How to make a truly effective measurement plan

Team Byte-code
December 22, 2022
January 9, 2023

Are you aware of the measurement of your marketing campaigns?

The most common question when it comes to marketing campaigns using ADV tools is:

Which campaigns really contribute to growing my revenue?

To answer this question, we need to understand that data measurement, from this perspective, is much more complex. It is not enough to know how many people clicked on the ad to define successful or unsuccessful a part of that campaign, composed, then, of a series of marketing actions.

The result achieved, in terms of conversion, depends on a multiplicity of factors and they all need to be analyzed. That is why it is necessary to keep attribution models in mind in order to understand what the merit of a conversion in a given campaign comes from.

Attribution models and conversion awareness

To determine the success or otherwise of a campaign, we need to analyze all target behaviors, whether explicit or not. It is important-for example-to understand whether a user arrives at our site in a direct way (i.e., by manually typing our site into Google) or in an indirect way (i.e., via advertisement).

Similarly, we should be clear whether the target arrives on our e-commerce because of a display campaign, on which, for example, he did not click, but saw in passing on facebook.
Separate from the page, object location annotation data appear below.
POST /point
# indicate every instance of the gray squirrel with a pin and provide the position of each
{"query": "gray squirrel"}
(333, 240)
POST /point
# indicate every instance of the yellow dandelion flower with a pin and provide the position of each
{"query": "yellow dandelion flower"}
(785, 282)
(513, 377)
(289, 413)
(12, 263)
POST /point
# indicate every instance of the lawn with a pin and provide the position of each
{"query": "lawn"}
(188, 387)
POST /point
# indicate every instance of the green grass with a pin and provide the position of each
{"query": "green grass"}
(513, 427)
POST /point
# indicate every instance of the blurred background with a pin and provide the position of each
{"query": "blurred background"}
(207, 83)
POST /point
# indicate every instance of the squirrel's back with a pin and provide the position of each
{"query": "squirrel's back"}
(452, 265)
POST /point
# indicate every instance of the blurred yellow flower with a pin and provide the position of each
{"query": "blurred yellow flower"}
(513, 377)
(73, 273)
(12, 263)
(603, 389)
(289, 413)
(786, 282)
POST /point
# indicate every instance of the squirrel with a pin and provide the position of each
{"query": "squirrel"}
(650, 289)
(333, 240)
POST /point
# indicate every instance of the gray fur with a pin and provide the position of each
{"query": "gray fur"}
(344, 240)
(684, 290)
Or even if the user comes to us via a retargeting campaign, perhaps following a period of time ranging from 15 to 30 days (time needed to economically mature the purchase decision).

All these factors cannot be considered of secondary importance, as they contribute to the design of an effective conversion strategy.

Let us now explore all the attribution models from which you can choose with Google ads:

  1. Google Ads Last click non-directed;
  2. Google Ads Click;
  3. Facebook ads Last interaction 7 days, 1 day view;
  4. Time decay model;
  5. Data-driven model.

What if I measure the conversion with Google Analytics 3?

In that case you need to know that there are other limitations. One of the most important is that Analytics 3 uses a tracking model based on cookies, consequently, if the target visits a site from PC, but decides to proceed to purchase a product from mobile, the tracking data will be different.

Thus, if your user purchases from mobile, but had previously viewed the site from PC, it will show that the ads campaign was successful from mobile.

Actually, however, today it is also possible to cross device with Google Analytics 3, that is, it is possible to see from which devices the user passed by, before arriving on our site. True, this feature of Google Analytics 3 is yet to be implemented and is much less effective than FB Analytics and Google Analytics 4.

Let's say that to get the most out of Google Analytics 3 you need to implement it.

Different was Facebook Analytics.

Good old Facebook Analytics, being it people based, used to be able to give you the exact name of who had generated conversion by reconnecting the exact cookie. With the IOs 14.5 update, this functionality was lost.

Conversion, as you can see, is based on the knowledge that you have to weave together a multiplicity of data. It has always been believed that data was the basis from which to analyze the success or otherwise of a campaign, but the real question that must be asked is:

How can data, with all its limitations, help me improve my performance?

By checking all key quality metrics, never leaving anything out. Only in this way can you figure out how to improve your future campaigns.

Use Google Analytics' data-driven, time-decay attribution tools to get a better idea of which channels contribute to conversion at various stages of the funnel, always remembering, however, that these are not absolute truths.

The accuracy of measurement also depends on the volume of traffic:

the more traffic, the more accurate the data will be.

The most important thing is to ask functional questions that will help us make practical decisions without wasting time and energy.

Trying, for example, many different marketing approaches without having carefully studied all the data we have at our disposal, does not help us understand how we can act in the future to be successful with our campaigns.

Moreover, we only risk not building the right offer for our target audience if we do not know their path specifically.

Below is an example that may help you better understand what we are talking about.

Let's say the case of an A/B test on two types of creative in a Facebook campaign.

The drill down consists of looking in detail at CTR of all clicks, CTR of clicks on the outbound link, time on page, additions to cart and Purchases.

This is how we are able to assess whether a creative creates interest but does not convert to clicks or whether a campaign brings in acquisitions but has a low CTR and therefore a more "attractive" variant can be thought of.

These individual details help us understand how best to structure our campaign.

What about you, how do you measure your campaigns? What specifically do you observe to understand the success or otherwise of your decisions?